Christmas or Christ Mass is a holiday that celebrates the birth of Jesus Christ. In Canada it is most widely celebrated on December 25th, though some communities such as the Armenian or Eastern Orthodox churches celebrate Christmas on January 6th and 7th respectively.
Many nations have helped shape Canada’s diverse Christmas traditions. For example:
- England introduced Canada to Christmas greeting cards, the Christmas crackers, mince meat, decorating with holly and stealing kisses under the mistletoe.
- France gave Canada its celebration of the Nativity, honouring the birth of Jesus.
- Germany brought Canada the Christmas tree, the wreath, the advent calendar, candy canes, the gingerbread house, and the carol ‘Silent Night’.
- The Irish gave Canada their tradition of putting light in windows.

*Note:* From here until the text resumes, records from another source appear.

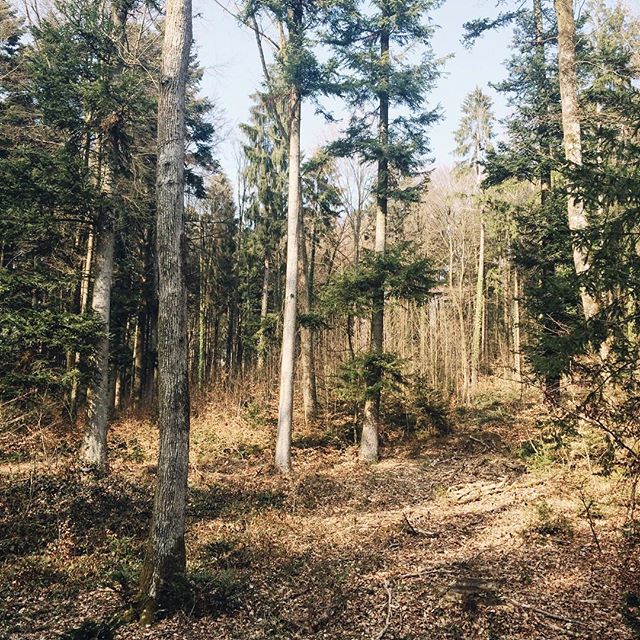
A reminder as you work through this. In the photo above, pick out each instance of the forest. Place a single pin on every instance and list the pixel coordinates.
(348, 390)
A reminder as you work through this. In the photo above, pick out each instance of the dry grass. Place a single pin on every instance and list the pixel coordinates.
(444, 538)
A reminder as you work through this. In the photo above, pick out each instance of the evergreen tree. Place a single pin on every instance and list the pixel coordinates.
(387, 93)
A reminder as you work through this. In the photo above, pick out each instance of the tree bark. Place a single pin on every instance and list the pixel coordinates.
(572, 136)
(94, 445)
(369, 441)
(264, 310)
(165, 556)
(307, 335)
(477, 319)
(287, 357)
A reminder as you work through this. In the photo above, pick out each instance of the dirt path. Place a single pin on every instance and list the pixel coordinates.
(455, 538)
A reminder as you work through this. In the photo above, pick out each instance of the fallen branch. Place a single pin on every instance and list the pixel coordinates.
(388, 618)
(548, 614)
(416, 531)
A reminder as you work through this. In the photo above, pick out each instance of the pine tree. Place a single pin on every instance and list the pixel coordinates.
(388, 127)
(165, 558)
(473, 138)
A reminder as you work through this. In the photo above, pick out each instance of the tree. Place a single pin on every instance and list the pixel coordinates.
(473, 139)
(297, 75)
(165, 558)
(572, 138)
(381, 80)
(265, 174)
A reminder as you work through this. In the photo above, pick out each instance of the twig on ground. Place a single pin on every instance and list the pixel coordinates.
(388, 618)
(416, 531)
(484, 444)
(548, 614)
(589, 517)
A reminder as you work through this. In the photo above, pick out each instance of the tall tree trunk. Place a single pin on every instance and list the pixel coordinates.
(165, 556)
(572, 136)
(477, 319)
(517, 355)
(85, 283)
(264, 310)
(307, 334)
(371, 419)
(287, 356)
(94, 445)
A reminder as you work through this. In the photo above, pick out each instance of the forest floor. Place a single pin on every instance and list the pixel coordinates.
(494, 532)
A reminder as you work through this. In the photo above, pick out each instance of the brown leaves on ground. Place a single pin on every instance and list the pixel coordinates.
(444, 538)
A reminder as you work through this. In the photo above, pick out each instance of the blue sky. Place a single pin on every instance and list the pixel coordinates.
(229, 55)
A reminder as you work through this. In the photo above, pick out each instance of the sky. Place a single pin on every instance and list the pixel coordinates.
(228, 53)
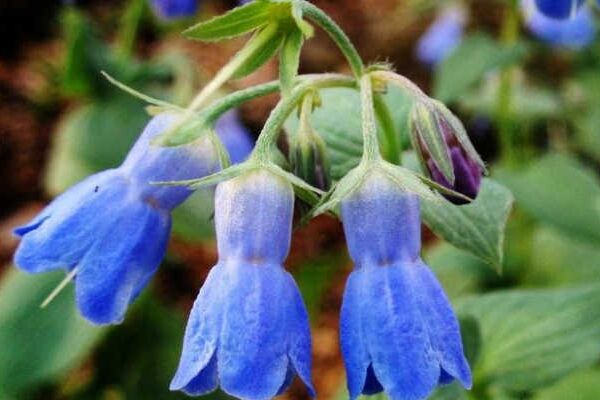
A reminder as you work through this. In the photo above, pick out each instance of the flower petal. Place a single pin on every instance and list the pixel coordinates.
(299, 335)
(252, 352)
(121, 260)
(356, 358)
(197, 371)
(442, 324)
(61, 234)
(397, 338)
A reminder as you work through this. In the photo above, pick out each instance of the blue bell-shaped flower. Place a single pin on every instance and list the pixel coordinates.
(111, 229)
(173, 9)
(442, 37)
(558, 9)
(248, 330)
(574, 33)
(399, 333)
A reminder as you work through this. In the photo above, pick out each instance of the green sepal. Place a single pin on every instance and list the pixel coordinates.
(407, 180)
(307, 29)
(262, 53)
(342, 189)
(459, 131)
(210, 180)
(180, 134)
(291, 178)
(222, 154)
(289, 59)
(426, 132)
(236, 22)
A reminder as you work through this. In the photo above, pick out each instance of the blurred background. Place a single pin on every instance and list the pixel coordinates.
(526, 88)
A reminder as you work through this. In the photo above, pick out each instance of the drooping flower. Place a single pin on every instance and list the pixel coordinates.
(398, 331)
(574, 33)
(445, 151)
(248, 330)
(173, 9)
(558, 9)
(111, 230)
(442, 37)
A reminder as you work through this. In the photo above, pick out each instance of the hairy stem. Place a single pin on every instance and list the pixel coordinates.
(369, 126)
(272, 128)
(337, 34)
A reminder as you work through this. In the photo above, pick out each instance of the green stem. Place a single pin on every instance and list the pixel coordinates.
(129, 26)
(230, 69)
(400, 82)
(212, 112)
(225, 73)
(509, 36)
(390, 139)
(369, 126)
(272, 128)
(306, 111)
(337, 34)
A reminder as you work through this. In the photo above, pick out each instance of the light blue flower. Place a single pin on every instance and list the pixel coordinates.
(573, 33)
(111, 229)
(442, 37)
(399, 333)
(173, 9)
(559, 9)
(248, 330)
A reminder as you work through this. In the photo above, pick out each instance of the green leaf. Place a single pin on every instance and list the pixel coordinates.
(39, 345)
(558, 259)
(531, 338)
(315, 277)
(459, 272)
(454, 76)
(582, 385)
(561, 192)
(529, 101)
(93, 138)
(289, 60)
(260, 55)
(477, 227)
(236, 22)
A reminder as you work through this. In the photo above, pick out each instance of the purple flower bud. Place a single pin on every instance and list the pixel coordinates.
(173, 9)
(399, 333)
(248, 330)
(445, 151)
(442, 37)
(112, 228)
(558, 9)
(574, 33)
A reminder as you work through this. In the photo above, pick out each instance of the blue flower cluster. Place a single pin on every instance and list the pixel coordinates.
(563, 24)
(173, 9)
(398, 331)
(248, 330)
(559, 9)
(111, 230)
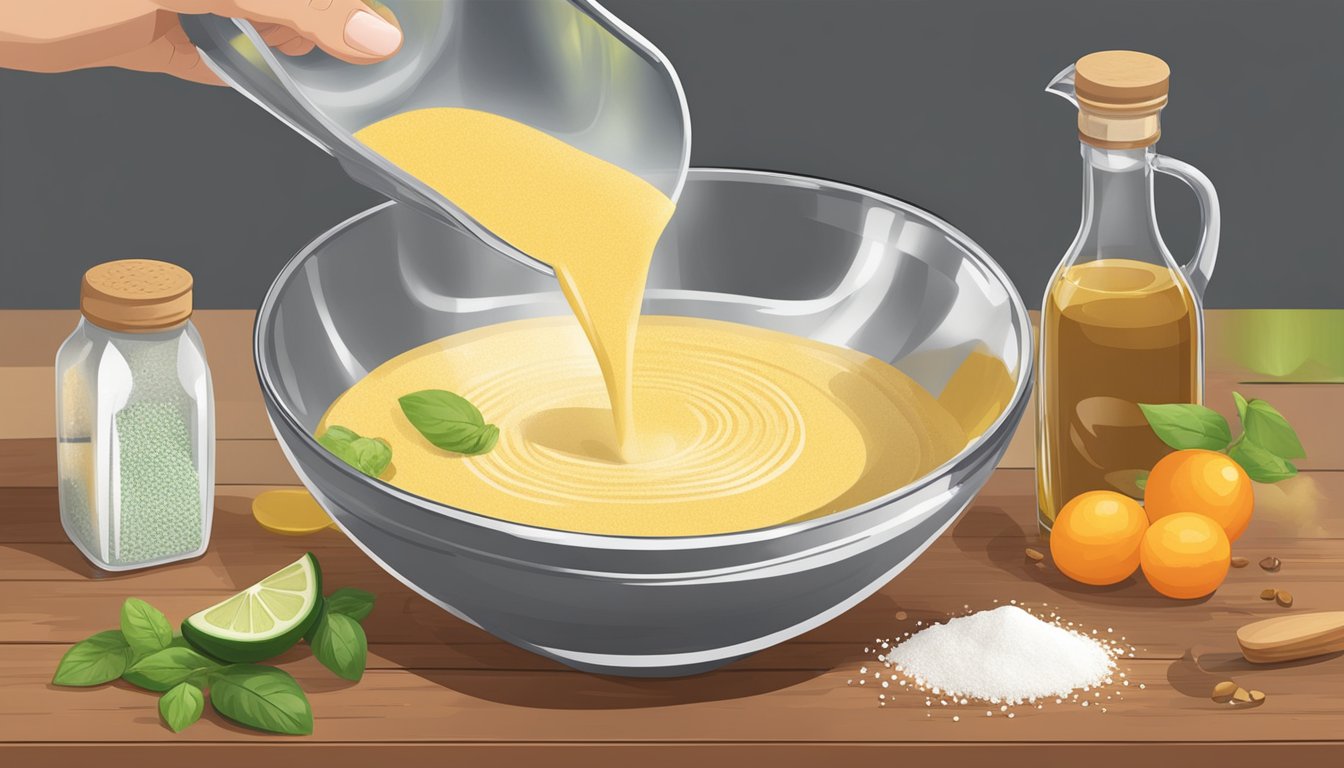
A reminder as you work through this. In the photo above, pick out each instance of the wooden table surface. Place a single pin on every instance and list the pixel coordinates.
(441, 692)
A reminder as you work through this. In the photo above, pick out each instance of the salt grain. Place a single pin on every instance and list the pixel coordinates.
(1004, 654)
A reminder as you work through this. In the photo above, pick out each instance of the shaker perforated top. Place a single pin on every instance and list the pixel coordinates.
(136, 295)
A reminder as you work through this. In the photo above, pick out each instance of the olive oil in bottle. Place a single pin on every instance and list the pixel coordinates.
(1121, 322)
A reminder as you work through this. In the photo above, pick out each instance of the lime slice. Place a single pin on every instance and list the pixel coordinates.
(290, 511)
(264, 620)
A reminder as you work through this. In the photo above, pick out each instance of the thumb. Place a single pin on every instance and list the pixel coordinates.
(346, 28)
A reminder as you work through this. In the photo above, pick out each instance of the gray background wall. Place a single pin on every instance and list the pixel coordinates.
(934, 101)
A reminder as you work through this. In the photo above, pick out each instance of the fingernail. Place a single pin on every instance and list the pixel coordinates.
(371, 34)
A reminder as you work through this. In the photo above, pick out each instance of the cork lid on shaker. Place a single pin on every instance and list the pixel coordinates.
(136, 295)
(1120, 98)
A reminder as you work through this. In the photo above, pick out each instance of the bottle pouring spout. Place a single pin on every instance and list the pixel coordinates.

- Many European countries gave Canada dried fruit breads and cakes: the Panettone cake from Italy, plum pudding (the original ‘fruit cake’) from England, and Stollen bread from Germany.
- Scotland brought Canada shortbread and the tradition of serving roast turkey for Christmas dinner.
- Mexico gave Canada the poinsettia or the ‘Christmas star’, the amaryllis came from South Africa and the Christmas cactus originated in Brazil.
- The Dutch tradition of filling wooden shoes with food and straw for St. Nicholas (‘Sinter Klaas’) and his horse on December 5th brought about Canada’s custom of hanging stockings.
- Santa Claus, the jolly fellow inspired by the Dutch ‘Sinter Klaas’ actually made his debut in a Christmas card from New York in 1846.